I've got a lot of thoughts sparked by DiGRA coming, including a long meditation on the dreaded ludology-narratology thing, but first I wanted to mention an interesting sub-theme I noticed weaving its way through the conference: emergence, complex systems, non-human agency, network theory and related topics. Nicholas Glean dealt centrally with these issues. I understand Seth Giddings as also being engaged on these topics, though I missed his paper presentation. I caught a number of other mentions or invocations of these concepts. Michael Mateas and Andrew Stern's Facade (their presentation on it was one of the highlights of the meeting for me) also clearly is a case of emergence, even if they don't explicitly see it as such.
My own paper dealt with the same issues. A draft is available at my blog. I've fiddled with it some since then.

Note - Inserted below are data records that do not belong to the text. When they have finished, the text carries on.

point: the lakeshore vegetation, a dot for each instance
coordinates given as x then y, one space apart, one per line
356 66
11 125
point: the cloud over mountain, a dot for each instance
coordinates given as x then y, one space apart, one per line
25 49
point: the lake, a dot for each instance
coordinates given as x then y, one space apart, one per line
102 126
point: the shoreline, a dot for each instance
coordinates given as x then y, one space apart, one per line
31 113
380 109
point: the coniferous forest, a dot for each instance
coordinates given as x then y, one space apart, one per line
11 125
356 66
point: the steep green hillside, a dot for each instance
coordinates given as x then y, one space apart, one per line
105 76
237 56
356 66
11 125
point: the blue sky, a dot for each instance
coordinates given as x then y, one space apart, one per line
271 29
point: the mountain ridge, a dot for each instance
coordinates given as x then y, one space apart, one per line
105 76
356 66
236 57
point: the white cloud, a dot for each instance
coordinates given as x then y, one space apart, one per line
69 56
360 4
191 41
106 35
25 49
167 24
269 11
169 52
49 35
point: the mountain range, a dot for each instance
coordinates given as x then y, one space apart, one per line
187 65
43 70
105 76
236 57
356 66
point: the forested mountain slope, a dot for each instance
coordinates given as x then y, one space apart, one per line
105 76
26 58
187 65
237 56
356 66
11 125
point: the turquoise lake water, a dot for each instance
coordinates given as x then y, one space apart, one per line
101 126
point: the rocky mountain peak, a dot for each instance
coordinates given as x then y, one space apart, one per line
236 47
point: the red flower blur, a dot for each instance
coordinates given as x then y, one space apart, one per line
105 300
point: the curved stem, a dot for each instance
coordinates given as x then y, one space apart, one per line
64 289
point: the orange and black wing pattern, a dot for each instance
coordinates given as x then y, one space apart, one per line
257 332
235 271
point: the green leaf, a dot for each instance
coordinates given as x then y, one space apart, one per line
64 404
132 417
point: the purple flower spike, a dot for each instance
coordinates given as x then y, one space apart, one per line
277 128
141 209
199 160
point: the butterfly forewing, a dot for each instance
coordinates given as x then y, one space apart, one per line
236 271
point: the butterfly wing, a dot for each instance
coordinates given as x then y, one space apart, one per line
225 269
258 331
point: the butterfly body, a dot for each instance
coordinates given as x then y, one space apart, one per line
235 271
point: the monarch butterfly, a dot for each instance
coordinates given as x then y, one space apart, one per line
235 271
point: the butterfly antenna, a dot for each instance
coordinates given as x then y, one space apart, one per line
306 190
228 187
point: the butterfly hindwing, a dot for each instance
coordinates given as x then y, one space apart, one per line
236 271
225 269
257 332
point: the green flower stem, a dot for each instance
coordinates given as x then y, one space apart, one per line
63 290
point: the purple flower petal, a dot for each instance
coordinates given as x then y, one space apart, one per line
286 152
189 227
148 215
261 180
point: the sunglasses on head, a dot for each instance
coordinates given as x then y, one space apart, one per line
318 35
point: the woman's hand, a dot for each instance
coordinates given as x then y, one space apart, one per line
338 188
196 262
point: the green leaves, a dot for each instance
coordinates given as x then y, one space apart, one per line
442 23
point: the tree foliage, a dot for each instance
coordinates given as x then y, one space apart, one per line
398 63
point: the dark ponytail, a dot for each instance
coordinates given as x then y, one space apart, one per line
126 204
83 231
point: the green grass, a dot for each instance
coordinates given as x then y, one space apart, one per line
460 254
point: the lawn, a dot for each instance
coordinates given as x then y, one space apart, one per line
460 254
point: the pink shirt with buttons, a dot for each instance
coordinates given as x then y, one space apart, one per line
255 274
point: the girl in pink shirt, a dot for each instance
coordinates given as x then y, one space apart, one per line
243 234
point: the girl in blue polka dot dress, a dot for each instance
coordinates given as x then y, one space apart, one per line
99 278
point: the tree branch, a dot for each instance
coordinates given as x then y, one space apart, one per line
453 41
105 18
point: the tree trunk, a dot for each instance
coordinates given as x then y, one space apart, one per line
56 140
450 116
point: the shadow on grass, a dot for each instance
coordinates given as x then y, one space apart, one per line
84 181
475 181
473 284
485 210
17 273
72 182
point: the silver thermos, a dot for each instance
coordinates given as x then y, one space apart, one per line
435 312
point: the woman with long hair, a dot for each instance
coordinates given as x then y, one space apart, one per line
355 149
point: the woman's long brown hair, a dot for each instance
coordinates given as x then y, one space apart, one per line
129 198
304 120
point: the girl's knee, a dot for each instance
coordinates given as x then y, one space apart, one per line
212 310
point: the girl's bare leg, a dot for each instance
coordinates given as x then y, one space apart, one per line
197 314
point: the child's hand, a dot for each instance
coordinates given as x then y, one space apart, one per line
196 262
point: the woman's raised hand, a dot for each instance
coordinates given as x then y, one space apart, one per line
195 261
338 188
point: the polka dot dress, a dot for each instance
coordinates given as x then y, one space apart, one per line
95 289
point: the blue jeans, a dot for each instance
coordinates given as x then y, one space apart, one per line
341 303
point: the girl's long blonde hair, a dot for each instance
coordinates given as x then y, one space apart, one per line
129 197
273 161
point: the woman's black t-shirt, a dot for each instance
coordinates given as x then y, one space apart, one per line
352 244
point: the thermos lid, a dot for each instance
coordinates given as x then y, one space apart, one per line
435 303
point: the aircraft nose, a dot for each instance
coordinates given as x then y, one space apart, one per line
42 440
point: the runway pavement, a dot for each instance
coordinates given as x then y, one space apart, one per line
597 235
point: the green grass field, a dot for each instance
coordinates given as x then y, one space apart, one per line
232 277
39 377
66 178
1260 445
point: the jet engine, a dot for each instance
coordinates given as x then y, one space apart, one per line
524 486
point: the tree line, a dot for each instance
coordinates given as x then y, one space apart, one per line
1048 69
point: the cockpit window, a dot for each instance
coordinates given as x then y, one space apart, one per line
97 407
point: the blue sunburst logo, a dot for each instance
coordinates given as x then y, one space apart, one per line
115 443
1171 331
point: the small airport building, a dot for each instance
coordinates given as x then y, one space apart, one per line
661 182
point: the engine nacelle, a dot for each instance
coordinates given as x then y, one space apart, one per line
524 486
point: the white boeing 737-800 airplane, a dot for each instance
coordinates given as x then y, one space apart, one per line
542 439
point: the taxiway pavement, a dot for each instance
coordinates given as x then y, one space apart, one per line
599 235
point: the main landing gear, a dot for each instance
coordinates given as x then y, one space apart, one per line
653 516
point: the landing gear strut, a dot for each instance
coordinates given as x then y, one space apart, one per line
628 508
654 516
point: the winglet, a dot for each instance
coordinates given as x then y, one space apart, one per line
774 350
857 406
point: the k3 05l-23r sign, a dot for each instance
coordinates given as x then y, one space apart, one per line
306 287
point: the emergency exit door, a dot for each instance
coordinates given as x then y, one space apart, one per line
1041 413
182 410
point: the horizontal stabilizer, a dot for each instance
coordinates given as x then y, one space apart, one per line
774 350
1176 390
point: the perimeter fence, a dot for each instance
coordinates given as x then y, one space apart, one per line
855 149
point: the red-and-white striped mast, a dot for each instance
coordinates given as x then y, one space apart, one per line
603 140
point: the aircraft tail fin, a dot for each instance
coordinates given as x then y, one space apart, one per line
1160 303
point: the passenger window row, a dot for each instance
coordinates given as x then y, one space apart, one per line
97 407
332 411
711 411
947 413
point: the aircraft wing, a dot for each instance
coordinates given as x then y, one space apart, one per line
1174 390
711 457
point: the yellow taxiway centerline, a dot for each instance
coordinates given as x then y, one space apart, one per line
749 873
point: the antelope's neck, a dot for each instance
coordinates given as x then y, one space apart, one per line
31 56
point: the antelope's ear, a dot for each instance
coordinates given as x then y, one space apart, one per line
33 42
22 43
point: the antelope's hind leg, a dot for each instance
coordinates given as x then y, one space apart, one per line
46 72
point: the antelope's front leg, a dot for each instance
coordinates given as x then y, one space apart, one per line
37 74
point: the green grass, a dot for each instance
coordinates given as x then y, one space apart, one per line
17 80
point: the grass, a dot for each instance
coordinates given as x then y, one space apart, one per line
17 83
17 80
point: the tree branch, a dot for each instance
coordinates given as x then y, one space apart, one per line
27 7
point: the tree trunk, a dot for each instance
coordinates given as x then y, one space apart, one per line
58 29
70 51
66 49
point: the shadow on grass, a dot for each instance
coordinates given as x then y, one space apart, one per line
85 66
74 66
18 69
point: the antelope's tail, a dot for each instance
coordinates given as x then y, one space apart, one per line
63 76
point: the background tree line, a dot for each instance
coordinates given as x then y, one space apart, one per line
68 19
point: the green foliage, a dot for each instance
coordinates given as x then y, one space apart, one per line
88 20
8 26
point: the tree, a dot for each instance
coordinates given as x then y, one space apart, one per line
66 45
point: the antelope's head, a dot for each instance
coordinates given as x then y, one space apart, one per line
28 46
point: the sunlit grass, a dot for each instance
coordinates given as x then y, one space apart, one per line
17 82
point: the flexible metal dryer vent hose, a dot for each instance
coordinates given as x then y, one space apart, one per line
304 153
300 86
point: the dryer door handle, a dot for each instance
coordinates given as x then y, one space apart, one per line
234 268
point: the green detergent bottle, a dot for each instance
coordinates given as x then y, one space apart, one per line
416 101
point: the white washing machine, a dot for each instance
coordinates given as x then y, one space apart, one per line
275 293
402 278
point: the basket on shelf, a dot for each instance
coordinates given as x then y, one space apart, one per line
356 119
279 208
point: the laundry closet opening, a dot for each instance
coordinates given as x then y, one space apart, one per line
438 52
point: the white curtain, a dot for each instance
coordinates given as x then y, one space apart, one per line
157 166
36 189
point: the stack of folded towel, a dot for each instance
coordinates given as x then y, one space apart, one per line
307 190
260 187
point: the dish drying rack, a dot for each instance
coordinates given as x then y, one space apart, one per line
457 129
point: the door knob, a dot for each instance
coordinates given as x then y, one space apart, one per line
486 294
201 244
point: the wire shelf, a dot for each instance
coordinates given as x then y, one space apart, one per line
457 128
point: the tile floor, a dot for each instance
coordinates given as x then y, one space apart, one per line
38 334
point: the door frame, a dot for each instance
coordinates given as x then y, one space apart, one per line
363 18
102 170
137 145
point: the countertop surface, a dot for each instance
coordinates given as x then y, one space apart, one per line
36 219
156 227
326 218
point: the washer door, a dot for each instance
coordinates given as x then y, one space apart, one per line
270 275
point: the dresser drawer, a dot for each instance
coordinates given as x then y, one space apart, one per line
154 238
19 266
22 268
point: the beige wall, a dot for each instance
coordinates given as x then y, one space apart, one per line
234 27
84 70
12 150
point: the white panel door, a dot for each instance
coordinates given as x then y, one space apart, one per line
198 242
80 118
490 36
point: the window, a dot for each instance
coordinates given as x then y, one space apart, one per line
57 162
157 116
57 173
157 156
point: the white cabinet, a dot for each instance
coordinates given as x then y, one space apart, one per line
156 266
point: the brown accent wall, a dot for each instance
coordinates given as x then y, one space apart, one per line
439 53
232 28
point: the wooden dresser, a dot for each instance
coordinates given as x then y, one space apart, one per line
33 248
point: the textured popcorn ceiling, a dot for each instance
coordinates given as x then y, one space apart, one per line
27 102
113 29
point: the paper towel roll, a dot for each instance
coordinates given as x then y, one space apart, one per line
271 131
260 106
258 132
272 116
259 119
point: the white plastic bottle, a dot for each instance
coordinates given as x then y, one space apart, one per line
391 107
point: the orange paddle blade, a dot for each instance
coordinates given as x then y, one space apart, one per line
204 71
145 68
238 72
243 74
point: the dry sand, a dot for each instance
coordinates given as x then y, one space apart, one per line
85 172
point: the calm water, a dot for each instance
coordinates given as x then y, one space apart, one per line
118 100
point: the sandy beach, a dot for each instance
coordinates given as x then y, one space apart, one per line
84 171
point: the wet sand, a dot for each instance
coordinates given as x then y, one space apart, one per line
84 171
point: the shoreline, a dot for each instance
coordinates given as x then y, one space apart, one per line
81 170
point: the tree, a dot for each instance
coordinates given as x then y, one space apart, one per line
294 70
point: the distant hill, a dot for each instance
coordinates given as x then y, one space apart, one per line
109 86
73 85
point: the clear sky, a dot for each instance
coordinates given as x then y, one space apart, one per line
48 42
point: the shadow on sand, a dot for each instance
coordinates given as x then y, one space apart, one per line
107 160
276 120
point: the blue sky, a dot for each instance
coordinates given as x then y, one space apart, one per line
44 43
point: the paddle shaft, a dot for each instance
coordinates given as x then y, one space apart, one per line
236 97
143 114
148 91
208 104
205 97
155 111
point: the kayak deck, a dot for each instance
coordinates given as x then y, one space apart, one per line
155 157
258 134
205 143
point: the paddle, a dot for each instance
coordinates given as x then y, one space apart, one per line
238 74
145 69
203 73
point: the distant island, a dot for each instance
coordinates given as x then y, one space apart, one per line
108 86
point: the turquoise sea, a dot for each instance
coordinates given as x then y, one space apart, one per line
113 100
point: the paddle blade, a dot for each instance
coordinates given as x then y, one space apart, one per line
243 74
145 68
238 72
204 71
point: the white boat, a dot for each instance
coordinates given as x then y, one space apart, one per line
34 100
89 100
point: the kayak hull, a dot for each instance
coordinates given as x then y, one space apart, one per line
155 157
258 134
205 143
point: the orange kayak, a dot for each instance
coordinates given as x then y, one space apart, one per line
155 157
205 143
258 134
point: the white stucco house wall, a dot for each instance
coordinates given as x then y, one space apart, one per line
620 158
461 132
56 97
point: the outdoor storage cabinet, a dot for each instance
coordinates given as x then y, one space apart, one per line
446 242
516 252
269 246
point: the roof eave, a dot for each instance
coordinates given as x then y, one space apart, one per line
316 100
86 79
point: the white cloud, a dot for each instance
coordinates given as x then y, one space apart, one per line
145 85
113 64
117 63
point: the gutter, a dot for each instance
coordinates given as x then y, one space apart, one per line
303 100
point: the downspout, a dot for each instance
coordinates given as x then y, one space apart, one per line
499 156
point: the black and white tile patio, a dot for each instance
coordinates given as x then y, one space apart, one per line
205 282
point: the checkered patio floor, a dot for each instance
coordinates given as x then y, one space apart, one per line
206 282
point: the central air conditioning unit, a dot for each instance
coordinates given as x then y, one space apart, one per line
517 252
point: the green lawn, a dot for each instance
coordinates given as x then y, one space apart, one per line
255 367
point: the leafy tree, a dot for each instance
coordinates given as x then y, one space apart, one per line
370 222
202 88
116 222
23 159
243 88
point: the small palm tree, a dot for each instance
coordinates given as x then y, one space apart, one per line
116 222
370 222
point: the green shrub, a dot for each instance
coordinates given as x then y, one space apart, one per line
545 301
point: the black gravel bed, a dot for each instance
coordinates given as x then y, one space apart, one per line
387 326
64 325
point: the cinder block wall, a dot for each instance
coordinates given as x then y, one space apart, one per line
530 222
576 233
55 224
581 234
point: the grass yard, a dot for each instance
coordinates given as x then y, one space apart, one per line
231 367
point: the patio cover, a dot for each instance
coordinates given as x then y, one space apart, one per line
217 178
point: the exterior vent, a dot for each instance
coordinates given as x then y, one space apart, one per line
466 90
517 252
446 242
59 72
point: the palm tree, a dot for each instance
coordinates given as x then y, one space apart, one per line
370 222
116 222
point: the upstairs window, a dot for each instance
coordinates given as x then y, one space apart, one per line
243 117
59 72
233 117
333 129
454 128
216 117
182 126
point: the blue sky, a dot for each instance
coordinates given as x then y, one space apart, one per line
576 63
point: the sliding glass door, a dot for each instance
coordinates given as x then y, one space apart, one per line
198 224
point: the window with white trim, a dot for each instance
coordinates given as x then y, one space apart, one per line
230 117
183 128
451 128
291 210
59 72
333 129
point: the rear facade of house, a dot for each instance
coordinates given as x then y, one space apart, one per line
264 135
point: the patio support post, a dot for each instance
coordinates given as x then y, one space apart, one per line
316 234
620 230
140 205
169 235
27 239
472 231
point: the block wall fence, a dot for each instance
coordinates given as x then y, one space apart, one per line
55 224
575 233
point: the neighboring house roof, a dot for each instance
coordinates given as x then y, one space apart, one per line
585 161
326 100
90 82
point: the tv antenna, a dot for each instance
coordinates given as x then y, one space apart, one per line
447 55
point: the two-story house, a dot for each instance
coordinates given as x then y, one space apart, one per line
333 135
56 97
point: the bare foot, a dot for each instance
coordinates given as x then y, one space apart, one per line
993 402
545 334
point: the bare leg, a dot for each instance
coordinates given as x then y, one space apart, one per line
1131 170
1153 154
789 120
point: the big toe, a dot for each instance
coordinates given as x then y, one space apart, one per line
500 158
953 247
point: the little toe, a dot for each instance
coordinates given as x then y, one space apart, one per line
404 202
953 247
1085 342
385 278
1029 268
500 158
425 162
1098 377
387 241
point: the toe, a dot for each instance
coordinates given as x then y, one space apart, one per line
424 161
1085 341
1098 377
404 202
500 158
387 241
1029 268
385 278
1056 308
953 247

One thing that I think is important about the general suite of concepts under this heading is that they can be painfully vague or misleading in the wrong hands, or just marketing hype. But in the context of games, at the very least, emergence is a technique for creating the psychologically convincing simulation of life or intentionality. There is clearly a deep mental algorithim that human beings use to sort life and non-life that agent-based emergent systems do a pretty good job of tapping into.
I think there's even more to the concept that's relevant to games, and especially persistent virtual world games. But I'll leave that for the full paper. I do think it's an important concept for game scholars to consider, and consider well.